Melatonin (low dose)
3 mg, 30 minutes before bed
Small trials suggest melatonin reduces nocturnal reflux symptoms, possibly via lower oesophageal sphincter tone effects independent of the sleep-onset effect. Effect size is modest. Reasonable as an add-on for users with primarily nocturnal symptoms. Generally well tolerated; morning sedation at higher doses is the main side effect.
Slippery elm and marshmallow root
400–500 mg of either, with water, before meals
Mucilaginous botanicals that form a viscous coating on the oesophagus and stomach lining. Trial evidence is limited, but the mechanism is mechanical and the safety profile is essentially clean. Reasonable as a low-risk symptomatic adjunct. Take separately from medications by 1–2 hours — the same mucilage that coats the oesophagus can blunt drug absorption.
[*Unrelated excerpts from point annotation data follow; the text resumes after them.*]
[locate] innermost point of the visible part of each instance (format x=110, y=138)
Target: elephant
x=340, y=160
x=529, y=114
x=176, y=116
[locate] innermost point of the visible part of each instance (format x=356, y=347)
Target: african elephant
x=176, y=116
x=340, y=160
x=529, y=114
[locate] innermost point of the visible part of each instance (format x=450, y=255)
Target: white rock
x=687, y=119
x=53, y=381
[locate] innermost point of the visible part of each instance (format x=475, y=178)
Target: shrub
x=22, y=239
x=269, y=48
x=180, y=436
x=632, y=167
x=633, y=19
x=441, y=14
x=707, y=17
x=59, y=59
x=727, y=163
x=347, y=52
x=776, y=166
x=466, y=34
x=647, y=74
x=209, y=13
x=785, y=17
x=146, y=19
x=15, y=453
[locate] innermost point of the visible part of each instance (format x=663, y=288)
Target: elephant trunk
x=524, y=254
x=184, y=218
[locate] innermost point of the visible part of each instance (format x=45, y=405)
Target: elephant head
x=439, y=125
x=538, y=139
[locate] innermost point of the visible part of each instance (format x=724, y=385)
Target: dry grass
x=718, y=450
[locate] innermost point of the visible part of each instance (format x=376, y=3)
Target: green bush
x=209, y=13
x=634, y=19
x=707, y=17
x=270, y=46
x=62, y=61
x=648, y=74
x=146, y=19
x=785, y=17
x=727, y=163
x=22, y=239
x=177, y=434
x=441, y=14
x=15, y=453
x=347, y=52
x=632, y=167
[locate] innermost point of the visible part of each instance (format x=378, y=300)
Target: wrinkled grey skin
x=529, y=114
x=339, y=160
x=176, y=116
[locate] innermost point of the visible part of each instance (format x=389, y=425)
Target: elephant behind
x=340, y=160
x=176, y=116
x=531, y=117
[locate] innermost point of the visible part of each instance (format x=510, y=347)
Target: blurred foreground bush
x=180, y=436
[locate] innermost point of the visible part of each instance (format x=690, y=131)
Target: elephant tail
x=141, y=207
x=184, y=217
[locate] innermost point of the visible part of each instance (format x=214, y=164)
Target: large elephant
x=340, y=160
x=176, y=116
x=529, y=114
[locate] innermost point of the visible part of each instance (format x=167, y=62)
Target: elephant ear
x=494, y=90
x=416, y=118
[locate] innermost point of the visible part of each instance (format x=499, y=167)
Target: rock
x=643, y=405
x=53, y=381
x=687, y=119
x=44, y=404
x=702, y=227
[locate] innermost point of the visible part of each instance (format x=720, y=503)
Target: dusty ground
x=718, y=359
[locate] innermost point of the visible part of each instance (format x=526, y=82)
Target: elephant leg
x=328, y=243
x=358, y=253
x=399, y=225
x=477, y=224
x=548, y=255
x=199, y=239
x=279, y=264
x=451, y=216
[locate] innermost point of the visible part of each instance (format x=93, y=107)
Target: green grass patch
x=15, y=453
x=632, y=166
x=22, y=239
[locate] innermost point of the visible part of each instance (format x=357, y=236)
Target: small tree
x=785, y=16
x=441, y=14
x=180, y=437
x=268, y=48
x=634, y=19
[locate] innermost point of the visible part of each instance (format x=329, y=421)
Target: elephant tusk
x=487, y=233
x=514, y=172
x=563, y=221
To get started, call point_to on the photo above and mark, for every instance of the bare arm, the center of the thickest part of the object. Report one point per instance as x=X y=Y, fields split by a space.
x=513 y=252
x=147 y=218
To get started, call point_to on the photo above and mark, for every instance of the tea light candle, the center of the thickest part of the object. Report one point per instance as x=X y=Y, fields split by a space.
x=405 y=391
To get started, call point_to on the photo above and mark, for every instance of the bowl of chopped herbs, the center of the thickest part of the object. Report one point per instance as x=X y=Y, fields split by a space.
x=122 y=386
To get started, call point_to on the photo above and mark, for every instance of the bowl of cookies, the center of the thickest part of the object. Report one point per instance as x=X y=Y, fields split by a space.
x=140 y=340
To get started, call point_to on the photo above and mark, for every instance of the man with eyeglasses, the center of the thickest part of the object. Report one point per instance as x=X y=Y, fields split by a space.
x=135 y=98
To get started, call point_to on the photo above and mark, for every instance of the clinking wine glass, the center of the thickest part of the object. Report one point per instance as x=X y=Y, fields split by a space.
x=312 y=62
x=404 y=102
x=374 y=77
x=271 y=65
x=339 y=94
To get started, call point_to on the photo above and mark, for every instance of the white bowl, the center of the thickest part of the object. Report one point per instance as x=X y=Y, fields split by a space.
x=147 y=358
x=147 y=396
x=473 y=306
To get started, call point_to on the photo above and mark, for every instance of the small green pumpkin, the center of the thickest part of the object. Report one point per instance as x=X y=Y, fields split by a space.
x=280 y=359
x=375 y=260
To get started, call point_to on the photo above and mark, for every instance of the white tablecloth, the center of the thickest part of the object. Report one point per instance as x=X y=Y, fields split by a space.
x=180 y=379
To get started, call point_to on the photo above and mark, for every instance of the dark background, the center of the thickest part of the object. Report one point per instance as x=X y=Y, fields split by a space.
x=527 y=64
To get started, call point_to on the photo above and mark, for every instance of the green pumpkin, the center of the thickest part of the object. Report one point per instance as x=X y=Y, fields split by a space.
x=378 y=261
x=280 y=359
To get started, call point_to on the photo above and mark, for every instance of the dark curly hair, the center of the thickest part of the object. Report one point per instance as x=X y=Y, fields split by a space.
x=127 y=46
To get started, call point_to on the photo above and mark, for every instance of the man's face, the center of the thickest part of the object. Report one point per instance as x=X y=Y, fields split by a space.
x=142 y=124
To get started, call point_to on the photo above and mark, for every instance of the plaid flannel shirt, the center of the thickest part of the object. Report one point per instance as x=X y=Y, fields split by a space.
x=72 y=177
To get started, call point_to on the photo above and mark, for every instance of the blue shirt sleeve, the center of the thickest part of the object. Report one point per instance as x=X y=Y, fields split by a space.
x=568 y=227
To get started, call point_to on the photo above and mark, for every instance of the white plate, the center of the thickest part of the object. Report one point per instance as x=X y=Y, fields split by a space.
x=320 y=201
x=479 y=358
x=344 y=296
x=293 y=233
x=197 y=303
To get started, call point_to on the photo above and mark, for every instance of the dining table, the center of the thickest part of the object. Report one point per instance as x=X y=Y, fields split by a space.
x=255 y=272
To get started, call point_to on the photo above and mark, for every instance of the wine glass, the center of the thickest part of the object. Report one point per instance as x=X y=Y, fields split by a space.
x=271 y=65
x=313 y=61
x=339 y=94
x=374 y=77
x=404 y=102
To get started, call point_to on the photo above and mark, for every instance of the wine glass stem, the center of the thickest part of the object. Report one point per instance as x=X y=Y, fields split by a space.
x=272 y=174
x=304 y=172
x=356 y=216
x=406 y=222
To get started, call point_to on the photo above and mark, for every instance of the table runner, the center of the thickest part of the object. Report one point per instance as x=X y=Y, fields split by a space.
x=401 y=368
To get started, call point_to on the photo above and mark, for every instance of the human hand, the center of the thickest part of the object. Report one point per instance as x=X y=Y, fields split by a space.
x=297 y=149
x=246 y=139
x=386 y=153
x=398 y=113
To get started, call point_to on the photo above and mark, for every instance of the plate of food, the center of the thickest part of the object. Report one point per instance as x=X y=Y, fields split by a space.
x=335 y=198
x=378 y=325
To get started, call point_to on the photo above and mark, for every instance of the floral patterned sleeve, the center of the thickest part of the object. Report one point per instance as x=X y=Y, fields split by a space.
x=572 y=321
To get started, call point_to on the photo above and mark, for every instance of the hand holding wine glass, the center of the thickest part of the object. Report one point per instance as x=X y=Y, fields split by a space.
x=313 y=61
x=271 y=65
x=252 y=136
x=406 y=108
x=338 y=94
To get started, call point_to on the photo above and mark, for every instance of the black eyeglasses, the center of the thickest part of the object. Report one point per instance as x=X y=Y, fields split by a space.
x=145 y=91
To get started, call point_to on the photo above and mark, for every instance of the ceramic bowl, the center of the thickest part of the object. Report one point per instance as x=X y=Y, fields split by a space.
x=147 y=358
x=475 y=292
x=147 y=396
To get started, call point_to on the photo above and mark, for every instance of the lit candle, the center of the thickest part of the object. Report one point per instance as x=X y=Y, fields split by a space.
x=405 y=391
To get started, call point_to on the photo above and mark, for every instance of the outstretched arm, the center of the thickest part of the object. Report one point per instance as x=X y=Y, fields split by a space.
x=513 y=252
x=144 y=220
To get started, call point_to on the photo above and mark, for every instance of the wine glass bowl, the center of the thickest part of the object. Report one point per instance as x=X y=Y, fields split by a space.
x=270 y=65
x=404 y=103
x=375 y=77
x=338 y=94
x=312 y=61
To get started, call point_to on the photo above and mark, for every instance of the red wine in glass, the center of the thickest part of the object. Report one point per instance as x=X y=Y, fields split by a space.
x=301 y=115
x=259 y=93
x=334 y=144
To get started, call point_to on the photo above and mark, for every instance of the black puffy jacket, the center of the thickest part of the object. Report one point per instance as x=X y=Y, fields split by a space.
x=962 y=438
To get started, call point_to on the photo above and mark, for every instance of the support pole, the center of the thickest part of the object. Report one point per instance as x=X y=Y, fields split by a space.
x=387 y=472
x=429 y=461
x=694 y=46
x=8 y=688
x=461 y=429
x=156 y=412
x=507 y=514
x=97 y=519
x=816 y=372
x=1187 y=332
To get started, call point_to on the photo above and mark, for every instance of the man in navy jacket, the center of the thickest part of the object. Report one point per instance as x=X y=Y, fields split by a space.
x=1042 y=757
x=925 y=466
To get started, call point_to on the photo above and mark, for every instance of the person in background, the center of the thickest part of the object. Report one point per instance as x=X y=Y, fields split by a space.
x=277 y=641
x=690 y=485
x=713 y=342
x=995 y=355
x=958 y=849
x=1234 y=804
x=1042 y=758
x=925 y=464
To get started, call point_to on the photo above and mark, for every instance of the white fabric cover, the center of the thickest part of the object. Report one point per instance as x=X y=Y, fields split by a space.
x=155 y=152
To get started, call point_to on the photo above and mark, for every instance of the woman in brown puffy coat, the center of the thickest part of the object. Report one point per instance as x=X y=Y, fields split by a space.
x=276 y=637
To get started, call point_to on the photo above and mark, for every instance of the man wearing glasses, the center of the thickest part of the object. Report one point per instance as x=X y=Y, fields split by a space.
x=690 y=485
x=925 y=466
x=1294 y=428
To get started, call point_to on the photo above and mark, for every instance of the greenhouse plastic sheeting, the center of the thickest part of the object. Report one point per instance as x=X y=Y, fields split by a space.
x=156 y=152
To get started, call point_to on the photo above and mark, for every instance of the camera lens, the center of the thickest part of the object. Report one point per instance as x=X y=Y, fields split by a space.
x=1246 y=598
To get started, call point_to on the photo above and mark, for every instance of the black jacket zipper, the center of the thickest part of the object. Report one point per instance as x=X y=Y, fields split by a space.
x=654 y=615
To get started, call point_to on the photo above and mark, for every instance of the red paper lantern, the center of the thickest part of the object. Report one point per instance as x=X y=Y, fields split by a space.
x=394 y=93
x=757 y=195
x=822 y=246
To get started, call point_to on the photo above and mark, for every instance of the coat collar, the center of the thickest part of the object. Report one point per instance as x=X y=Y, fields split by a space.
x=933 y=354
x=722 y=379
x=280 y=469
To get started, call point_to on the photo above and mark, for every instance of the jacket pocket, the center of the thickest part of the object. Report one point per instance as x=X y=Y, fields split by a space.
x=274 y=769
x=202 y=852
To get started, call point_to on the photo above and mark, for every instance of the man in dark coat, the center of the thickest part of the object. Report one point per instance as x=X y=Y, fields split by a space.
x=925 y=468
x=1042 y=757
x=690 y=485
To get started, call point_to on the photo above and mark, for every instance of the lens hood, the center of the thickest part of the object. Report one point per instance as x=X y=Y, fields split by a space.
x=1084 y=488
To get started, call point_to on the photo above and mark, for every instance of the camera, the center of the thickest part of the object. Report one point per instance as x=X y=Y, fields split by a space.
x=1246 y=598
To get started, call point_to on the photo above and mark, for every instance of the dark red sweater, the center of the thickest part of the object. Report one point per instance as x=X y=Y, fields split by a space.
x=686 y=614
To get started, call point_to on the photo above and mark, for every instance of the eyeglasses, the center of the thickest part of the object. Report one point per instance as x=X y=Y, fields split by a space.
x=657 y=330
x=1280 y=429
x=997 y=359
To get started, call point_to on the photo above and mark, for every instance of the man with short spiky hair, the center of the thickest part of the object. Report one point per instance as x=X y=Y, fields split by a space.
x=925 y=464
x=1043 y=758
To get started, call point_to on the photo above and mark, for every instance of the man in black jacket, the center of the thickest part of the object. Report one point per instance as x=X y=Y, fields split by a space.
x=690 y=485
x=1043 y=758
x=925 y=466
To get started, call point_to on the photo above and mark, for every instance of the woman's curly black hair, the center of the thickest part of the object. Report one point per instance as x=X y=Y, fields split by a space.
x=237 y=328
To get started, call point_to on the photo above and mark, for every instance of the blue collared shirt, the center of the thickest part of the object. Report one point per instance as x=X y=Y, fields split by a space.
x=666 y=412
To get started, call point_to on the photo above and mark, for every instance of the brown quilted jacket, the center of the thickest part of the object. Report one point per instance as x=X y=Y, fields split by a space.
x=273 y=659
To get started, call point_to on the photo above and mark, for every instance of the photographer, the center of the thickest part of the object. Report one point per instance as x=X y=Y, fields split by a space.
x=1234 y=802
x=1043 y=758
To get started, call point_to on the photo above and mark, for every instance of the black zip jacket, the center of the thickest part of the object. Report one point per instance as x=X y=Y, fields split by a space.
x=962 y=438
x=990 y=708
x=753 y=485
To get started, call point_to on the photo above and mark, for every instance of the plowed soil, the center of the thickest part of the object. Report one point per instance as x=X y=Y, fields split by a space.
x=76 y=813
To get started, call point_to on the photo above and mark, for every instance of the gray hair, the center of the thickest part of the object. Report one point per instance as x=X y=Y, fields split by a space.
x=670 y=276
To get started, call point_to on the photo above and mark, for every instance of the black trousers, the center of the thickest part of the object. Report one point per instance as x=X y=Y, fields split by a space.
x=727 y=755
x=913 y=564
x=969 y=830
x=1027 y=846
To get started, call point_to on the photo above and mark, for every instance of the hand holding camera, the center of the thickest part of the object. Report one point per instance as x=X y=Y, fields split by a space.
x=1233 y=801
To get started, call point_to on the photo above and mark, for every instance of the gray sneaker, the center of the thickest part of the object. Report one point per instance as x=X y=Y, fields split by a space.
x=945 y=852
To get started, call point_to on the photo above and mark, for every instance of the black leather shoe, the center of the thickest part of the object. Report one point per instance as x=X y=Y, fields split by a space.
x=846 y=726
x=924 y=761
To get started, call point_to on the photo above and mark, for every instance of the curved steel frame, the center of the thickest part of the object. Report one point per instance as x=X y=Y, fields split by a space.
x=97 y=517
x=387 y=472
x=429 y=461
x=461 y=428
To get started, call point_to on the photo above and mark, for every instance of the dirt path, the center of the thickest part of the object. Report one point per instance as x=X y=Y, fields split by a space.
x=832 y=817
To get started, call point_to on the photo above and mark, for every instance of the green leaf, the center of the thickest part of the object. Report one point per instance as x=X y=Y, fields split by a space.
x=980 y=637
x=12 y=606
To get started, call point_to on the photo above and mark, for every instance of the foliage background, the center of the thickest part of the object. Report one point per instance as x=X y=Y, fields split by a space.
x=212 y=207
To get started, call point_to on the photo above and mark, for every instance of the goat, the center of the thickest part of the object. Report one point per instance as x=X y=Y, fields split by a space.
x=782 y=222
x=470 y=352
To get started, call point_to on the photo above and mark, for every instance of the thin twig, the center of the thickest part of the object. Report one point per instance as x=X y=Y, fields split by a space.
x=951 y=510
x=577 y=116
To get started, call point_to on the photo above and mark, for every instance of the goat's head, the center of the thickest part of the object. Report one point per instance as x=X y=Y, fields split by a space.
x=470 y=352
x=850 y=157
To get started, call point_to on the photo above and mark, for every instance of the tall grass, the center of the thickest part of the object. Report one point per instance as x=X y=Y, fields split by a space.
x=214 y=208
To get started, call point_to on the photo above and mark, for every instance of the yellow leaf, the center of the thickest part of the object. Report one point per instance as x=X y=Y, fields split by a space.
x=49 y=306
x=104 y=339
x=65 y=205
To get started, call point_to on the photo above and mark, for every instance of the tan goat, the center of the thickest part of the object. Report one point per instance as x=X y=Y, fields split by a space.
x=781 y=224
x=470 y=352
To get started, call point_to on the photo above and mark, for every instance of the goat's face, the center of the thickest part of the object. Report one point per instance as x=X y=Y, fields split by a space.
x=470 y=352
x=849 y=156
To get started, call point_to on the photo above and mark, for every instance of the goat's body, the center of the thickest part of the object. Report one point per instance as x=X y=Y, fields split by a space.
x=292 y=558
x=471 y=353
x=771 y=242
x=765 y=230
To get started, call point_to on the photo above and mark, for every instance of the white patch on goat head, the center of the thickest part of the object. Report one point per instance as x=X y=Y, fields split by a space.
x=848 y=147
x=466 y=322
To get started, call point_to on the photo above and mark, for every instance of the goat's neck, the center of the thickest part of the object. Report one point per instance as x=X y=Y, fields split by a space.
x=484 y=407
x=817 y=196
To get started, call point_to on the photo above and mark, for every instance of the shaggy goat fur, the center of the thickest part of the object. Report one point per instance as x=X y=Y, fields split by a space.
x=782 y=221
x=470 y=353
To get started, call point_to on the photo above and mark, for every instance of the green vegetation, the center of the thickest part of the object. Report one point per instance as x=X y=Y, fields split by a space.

Supplements that quietly make reflux worse
This is the part of the article most people don't see in the marketing. Many supplements that are marketed for reflux either work mechanically against you or relax the lower oesophageal sphincter:
- Peppermint oil (non-enteric-coated) — relaxes the lower oesophageal sphincter and reliably worsens reflux. Useful for IBS at lower-bowel level when enteric-coated; the wrong form here.
- Spearmint (similar mechanism) — same problem as peppermint.
- Chocolate (cocoa polyphenol concentrates at high dose) — methylxanthines relax the LES.
- High-dose calcium carbonate — paradoxical acid rebound on stopping; useful as occasional antacid, problematic as daily routine.
- Iron (oral) — direct mucosal irritation; well known to worsen GI tolerance, including reflux.
- NSAIDs — not a supplement strictly speaking but worth flagging; direct mucosal toxicity and increased reflux risk.
- Betaine HCl supplements — popular in the "low stomach acid causes reflux" framing. Increases gastric acidity, which can produce immediate worsening of reflux in patients who do have reflux. Not appropriate without clinician guidance.
- Apple-cider vinegar (oral, undiluted or large quantities) — same problem as betaine HCl, plus dental enamel and oesophageal-irritation concerns.
- Bromelain at high doses — mild proteolytic effect can cause GI upset.
- Curcumin in oily emulsions taken on empty stomach — variable, but can worsen reflux in some users; with-food dosing is gentler.
The "low stomach acid causes reflux" framing — a careful look
The popular framing in alternative-medicine circles is that reflux happens because the stomach produces too little acid, the food sits too long, fermentation builds pressure, and the resulting reflux feels acidic because the acid that does exist is now in the wrong place. The clinical evidence does not support this framing as a general explanation for GERD. Hypochlorhydria does occur in specific populations (elderly, autoimmune gastritis, long-term PPI use) and matters there for nutrient absorption, but the typical reflux patient has normal-to-elevated acid output. Supplementing acid into someone with normal output is more likely to worsen symptoms than help.
That said, careful clinician-supervised trials of betaine HCl in patients with confirmed hypochlorhydria are reasonable; broad self-prescription is not.
The non-supplement layer that matters more
The interventions with the largest effect sizes in reflux are mostly behavioural: weight loss in overweight patients (consistently the largest single effect on symptom severity in trials), elevating the head of the bed by 10–15 cm for nocturnal symptoms, not eating within 3 hours of bedtime, and identifying personal trigger foods (which differ widely — coffee, alcohol, fatty meals, large meals, citrus, tomato, and chocolate are common triggers). Smoking cessation reduces reflux meaningfully. PPI therapy remains the most-effective pharmacological intervention for moderate-to-severe reflux when behavioural measures aren't enough.